Aurora Prism 1.0 has been released since October. Its goal is completed and has been for months. Thats why it moved on to passion projects. Theres literally no reason why you cant run your own appview cheaply.
5:17 AM · Jan 11, 2026
I'm going to continue examining the code over the weekend to see if I can spot any bugs or problems, but my expectation is that I will find that regardless of your opinions of the author, that self-hosting this software does not increase your threat model if you take common-sense precautions.
Open-source means you shouldn't need to trust an author of code to run it. Eyeballs make bugs or exploits shallow.
Now, there's no guarantee that the open source code matches what is offered as a hosted service, so I would want to see audits from *any* hosted appview operator other than bsky pbllc.
and as always, if you don't trust someone, don't trust an appview HOSTED by them. but if you're doing the work to self-host and have read the code, or have had someone you trust read the code, it's probably safe enough to use regardless of who the author is.

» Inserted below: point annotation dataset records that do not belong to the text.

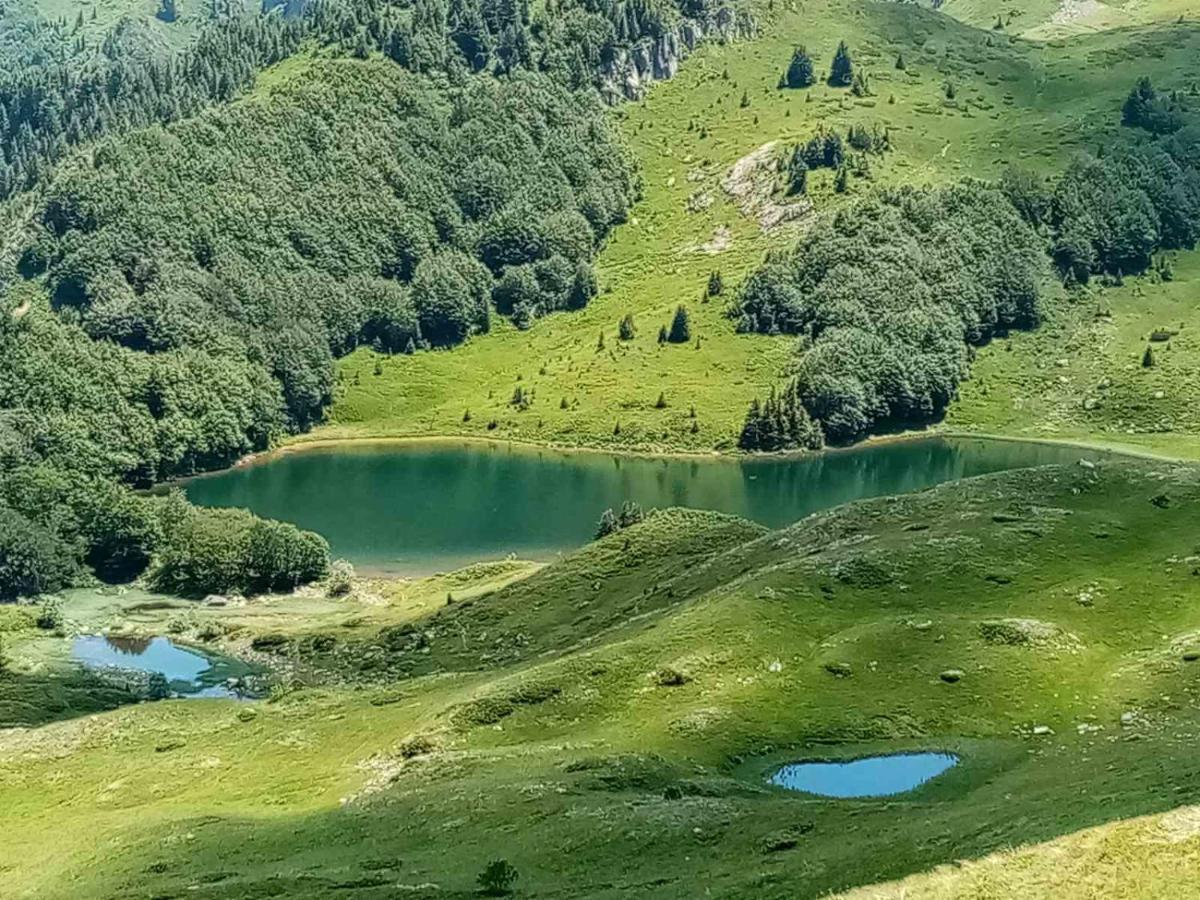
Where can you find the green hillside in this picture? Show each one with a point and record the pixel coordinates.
(1017, 103)
(636, 226)
(636, 759)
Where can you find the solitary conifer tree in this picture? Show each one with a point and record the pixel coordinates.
(841, 72)
(681, 327)
(799, 72)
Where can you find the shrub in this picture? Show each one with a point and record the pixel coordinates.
(497, 879)
(33, 559)
(157, 687)
(341, 579)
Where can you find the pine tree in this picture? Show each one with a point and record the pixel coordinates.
(607, 523)
(799, 72)
(681, 327)
(797, 177)
(627, 330)
(841, 71)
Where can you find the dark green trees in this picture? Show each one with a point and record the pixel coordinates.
(781, 423)
(681, 327)
(1145, 108)
(797, 177)
(886, 295)
(497, 879)
(611, 522)
(627, 330)
(841, 70)
(33, 559)
(799, 71)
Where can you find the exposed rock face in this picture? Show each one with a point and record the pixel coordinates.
(634, 69)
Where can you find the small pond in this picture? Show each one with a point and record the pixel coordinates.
(869, 777)
(190, 672)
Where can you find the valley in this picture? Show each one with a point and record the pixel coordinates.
(389, 491)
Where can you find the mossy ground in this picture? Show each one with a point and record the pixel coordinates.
(575, 760)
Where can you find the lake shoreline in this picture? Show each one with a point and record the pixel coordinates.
(301, 443)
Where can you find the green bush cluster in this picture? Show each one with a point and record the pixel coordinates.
(887, 294)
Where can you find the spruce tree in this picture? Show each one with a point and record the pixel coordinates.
(841, 71)
(681, 327)
(607, 523)
(797, 177)
(627, 330)
(799, 72)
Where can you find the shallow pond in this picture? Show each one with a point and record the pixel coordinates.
(190, 672)
(869, 777)
(413, 509)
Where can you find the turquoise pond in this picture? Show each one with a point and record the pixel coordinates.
(190, 672)
(868, 777)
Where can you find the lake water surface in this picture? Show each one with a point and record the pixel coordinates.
(189, 672)
(870, 777)
(413, 509)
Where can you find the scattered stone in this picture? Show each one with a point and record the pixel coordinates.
(670, 677)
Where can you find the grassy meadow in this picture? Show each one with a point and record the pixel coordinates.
(606, 723)
(1017, 102)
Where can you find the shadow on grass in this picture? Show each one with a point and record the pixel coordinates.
(31, 700)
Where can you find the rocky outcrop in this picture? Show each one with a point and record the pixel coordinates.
(634, 69)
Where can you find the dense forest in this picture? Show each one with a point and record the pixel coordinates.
(57, 100)
(888, 294)
(180, 294)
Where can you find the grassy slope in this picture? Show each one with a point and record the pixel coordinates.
(1080, 376)
(1020, 102)
(615, 785)
(1152, 856)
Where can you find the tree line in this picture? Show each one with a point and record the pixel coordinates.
(889, 294)
(180, 300)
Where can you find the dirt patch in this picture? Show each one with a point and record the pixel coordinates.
(1073, 10)
(1029, 633)
(1180, 825)
(753, 184)
(720, 241)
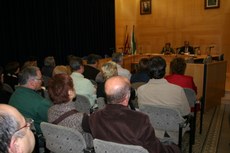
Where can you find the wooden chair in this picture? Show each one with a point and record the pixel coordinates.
(60, 139)
(168, 120)
(102, 146)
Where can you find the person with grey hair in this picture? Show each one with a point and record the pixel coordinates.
(118, 58)
(117, 123)
(15, 133)
(82, 85)
(27, 100)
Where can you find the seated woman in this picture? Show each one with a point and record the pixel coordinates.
(62, 93)
(177, 70)
(167, 49)
(109, 70)
(142, 72)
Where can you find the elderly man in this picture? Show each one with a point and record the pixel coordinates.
(27, 100)
(15, 133)
(117, 123)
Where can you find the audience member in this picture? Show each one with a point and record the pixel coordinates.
(27, 100)
(167, 49)
(91, 69)
(62, 93)
(186, 48)
(142, 71)
(11, 74)
(82, 85)
(118, 58)
(158, 91)
(119, 124)
(60, 69)
(5, 89)
(47, 69)
(15, 133)
(177, 70)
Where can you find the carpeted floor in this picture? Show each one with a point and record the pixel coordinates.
(207, 142)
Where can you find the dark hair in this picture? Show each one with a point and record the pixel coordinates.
(143, 65)
(8, 127)
(58, 88)
(12, 67)
(93, 59)
(157, 66)
(178, 65)
(27, 73)
(75, 63)
(117, 57)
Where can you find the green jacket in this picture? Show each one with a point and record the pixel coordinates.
(31, 105)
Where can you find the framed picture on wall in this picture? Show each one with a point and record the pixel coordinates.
(211, 4)
(145, 7)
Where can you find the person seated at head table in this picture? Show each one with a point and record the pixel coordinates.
(117, 123)
(62, 93)
(15, 133)
(142, 71)
(186, 49)
(176, 76)
(167, 49)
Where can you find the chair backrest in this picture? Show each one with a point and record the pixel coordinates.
(82, 104)
(60, 139)
(101, 102)
(163, 118)
(102, 146)
(136, 85)
(191, 96)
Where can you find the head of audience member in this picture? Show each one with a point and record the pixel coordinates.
(186, 43)
(61, 89)
(15, 133)
(117, 90)
(167, 45)
(12, 67)
(109, 69)
(76, 64)
(60, 69)
(178, 66)
(30, 77)
(143, 65)
(117, 58)
(157, 67)
(49, 61)
(93, 60)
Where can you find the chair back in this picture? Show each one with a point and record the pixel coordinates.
(101, 146)
(101, 102)
(191, 96)
(163, 118)
(82, 104)
(60, 139)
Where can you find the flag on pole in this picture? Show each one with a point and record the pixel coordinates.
(133, 43)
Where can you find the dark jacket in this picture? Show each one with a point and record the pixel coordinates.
(119, 124)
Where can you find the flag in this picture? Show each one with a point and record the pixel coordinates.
(133, 43)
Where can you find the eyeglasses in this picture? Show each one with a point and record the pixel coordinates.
(29, 123)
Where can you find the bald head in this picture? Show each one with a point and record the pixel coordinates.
(14, 137)
(117, 90)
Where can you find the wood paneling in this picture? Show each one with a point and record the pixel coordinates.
(175, 21)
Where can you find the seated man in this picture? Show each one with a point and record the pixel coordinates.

I also do not at this time have sufficient knowledge of how it runs/scales performance-wise, and it very well may be that it only will work for a handful of users and would choke on something the size of northsky or blacksky. but not my use case as a solo PDS and hopefully solo appview operator soon
I've also verified that there is no code present for reading or writing to Bluesky's DM service (which operates separate from the public ATProto mechanisms, and is the only private data in bsky), with the exception of one moderation hook that's passed through to enable filing reports for abusive DMs
TBQH you should be a lot more concerned about the safety of any moderation lists/labellers (see the recent Trombone incident in which he added people to lists that their behaviour did not correspond with, because in his sole judgment he viewed them as "multifacted threats" after public blowups)
and this was done not just to Doll, but also to Popehat and Will Stancil, demonstrating that this was not about community safety and was a lot more about trying to wield power over the network.
Not to say you should trust software blindly, just, priorities and threat models!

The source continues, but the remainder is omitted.